8. Evolution and future considerations
The architecture is intentionally conservative — it favors well-understood components and clear boundaries over novelty. It supports growth along several axes without structural changes:
- More device vendors — add protocol adapters in the Ingestion layer.
- More throughput — scale Ingestion and Processor horizontally; partition Redis Streams; add read replicas to the database.
- More users — scale the SPA (CDN-served static bundle) and Directus instances; introduce a dedicated WebSocket gateway if subscription fan-out becomes a bottleneck.
- More domain complexity — extend the Processor; add Directus Flows for orchestration; introduce additional consumer services on Redis Streams for parallel concerns (analytics, archival, third-party integrations).
- Multi-region — replace Redis with NATS or Kafka; introduce regional Ingestion and Processor clusters writing to a central or regional database tier.
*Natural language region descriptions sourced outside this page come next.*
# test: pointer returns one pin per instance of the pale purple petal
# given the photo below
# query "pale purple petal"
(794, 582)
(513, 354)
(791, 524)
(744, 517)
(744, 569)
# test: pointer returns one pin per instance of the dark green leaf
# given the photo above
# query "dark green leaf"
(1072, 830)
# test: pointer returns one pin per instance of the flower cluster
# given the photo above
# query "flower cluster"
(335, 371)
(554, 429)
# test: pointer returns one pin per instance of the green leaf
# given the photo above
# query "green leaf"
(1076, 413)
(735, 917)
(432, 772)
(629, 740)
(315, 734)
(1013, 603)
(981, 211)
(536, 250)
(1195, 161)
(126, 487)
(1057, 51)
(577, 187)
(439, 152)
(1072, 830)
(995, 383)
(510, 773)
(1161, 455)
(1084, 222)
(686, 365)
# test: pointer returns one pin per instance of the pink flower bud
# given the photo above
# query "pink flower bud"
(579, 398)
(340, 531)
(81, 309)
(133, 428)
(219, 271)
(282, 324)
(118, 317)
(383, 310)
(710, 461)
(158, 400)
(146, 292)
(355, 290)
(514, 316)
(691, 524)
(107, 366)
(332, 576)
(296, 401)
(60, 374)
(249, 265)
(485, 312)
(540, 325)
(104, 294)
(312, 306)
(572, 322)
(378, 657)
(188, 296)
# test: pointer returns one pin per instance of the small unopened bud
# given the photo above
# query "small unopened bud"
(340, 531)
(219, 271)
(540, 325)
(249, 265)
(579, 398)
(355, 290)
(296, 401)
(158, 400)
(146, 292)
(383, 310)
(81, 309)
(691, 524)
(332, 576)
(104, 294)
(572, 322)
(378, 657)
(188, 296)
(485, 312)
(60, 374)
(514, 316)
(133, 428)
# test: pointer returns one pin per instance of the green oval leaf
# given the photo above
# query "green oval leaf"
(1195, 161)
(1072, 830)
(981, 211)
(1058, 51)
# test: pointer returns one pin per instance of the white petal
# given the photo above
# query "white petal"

Structural changes (e.g. replacing Node.js with Go for the Ingestion layer, splitting the SPA into multiple apps, introducing a separate analytics pipeline) are possible but not required by the design. They become considerations when specific bottlenecks or operational concerns make them worthwhile, not before.
9. Summary
The platform is built around four components with clean boundaries:
| Component | Concern | Scales by | Failure impact |
|---|---|---|---|
| TCP Ingestion | Protocol I/O | Horizontal sharding | Devices reconnect; brief retransmit |
| Processor | Domain logic | Consumer groups | Queue absorbs; resume from offset |
| Directus | Business API & admin | Horizontal HTTP | Admin/UI unavailable; telemetry unaffected |
| React SPA | Presentation | CDN/static | UI unavailable; back-end unaffected |
Telemetry flows in one direction: devices → Ingestion → Streams → Processor → database → Directus → SPA. Each hop is decoupled from the next, each component owns a single concern, and each can be restarted, scaled, or replaced without touching the others.
This shape is the foundation. Domain logic, business workflows, and user-facing features are built on top of it without disturbing it.